Abstract
This study uses a visual discourse analysis to explore the self-construction of presence and experience at events such as a music festival, theoretically guided by presentation of self and how users curate this via multimodal, visual-focussed social media posts. Real-time, location-based, public posts from events act as a new form of visually-embedded culture in how individuals present themselves and their experiences. An analysis of 200 location-tagged Instagram posts from attendees at the 2017 Coachella music festival reveals attendees care less about sharing photos of the music and more about curating a visual sense of taste, embrace and place. This focus on self-presentation is explored through themes such as seeing more full-body images than selfies in order to emphasise festival fashion, use of the ‘plandid’ (planned candid) to add a sense of spontaneity, and use of chronological and geographic tags to establish physical presence in time and place.
Acknowledgements
The author wishes to acknowledge Drs. Mary Bock and Dhiraj Murthy for their guidance, as well as the anonymous reviewers at this journal and from the Visual Communication Division of AEJMC.
Disclosure statement
No potential conflict of interest was reported by the author(s).
Notes
1 Instagram connectivity to Netlytic has since been disabled due to changes in the Instagram API on December 11, 2018: https://netlytic.org/home/?page_id=254.

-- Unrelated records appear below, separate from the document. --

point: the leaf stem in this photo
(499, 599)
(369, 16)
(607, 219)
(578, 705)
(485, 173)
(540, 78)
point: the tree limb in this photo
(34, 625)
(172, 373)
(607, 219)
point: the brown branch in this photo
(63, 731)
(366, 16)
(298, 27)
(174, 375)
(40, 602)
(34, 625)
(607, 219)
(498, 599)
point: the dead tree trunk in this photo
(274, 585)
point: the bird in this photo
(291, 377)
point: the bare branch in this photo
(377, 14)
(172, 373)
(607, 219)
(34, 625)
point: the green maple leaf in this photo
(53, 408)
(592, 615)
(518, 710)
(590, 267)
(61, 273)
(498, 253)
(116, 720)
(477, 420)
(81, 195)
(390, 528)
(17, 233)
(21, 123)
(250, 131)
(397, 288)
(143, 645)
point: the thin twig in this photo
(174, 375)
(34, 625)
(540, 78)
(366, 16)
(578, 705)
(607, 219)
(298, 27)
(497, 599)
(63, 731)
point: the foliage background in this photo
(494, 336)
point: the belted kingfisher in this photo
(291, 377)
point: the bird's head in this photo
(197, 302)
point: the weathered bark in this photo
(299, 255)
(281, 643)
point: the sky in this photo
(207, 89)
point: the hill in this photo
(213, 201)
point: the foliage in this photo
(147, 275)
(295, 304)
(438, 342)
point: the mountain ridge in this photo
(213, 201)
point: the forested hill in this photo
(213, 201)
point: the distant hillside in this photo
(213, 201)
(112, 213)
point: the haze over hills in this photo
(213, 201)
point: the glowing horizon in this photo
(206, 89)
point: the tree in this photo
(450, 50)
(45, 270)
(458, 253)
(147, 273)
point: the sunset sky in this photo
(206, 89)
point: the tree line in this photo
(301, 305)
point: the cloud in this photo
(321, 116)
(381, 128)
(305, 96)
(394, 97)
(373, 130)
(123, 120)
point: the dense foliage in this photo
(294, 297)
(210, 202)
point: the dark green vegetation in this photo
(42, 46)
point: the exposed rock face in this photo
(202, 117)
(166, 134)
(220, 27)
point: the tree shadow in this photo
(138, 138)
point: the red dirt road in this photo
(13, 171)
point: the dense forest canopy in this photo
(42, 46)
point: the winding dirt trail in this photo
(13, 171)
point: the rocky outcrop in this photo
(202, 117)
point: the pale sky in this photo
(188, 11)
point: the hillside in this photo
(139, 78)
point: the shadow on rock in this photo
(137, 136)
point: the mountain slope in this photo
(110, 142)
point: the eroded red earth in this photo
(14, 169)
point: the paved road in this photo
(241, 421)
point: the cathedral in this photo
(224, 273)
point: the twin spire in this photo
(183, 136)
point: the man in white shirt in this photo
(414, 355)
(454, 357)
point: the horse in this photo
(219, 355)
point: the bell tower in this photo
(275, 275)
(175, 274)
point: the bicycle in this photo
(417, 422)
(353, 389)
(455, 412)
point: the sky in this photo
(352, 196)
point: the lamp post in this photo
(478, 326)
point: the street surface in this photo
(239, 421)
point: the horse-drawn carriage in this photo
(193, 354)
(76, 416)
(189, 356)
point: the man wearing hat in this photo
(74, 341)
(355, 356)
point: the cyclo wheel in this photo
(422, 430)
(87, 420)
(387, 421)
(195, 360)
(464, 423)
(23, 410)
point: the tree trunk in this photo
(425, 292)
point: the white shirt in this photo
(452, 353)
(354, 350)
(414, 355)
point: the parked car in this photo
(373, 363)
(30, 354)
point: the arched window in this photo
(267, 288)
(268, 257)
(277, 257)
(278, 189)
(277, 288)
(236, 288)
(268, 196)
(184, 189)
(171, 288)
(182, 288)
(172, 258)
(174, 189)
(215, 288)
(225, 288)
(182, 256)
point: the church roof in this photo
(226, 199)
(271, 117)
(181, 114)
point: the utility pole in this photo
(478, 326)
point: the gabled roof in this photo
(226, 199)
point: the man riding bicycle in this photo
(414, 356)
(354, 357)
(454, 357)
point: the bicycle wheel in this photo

2 A methods note: The author recommends making these screenshots and/or saving the information offline as soon as possible after data collection. Instagram allows users several ways to remove posts from public viewing—deleting the post, archiving the post, turning the entire profile private, blocking users or deleting the profile entirely. Additionally, Instagram may remove, block or limit posts. This can happen at any point after a post is made, making it possible for a researcher to find multiple dead links within the downloaded spreadsheet. To illustrate this, all posts from the initial scrape were passed through a link-checking utility seven months after the initial data collection. Of the original 13,355 posts, 22.46% of weekend one and 22.07% of weekend two posts were no longer accessible, meaning these posts had been removed from public viewing.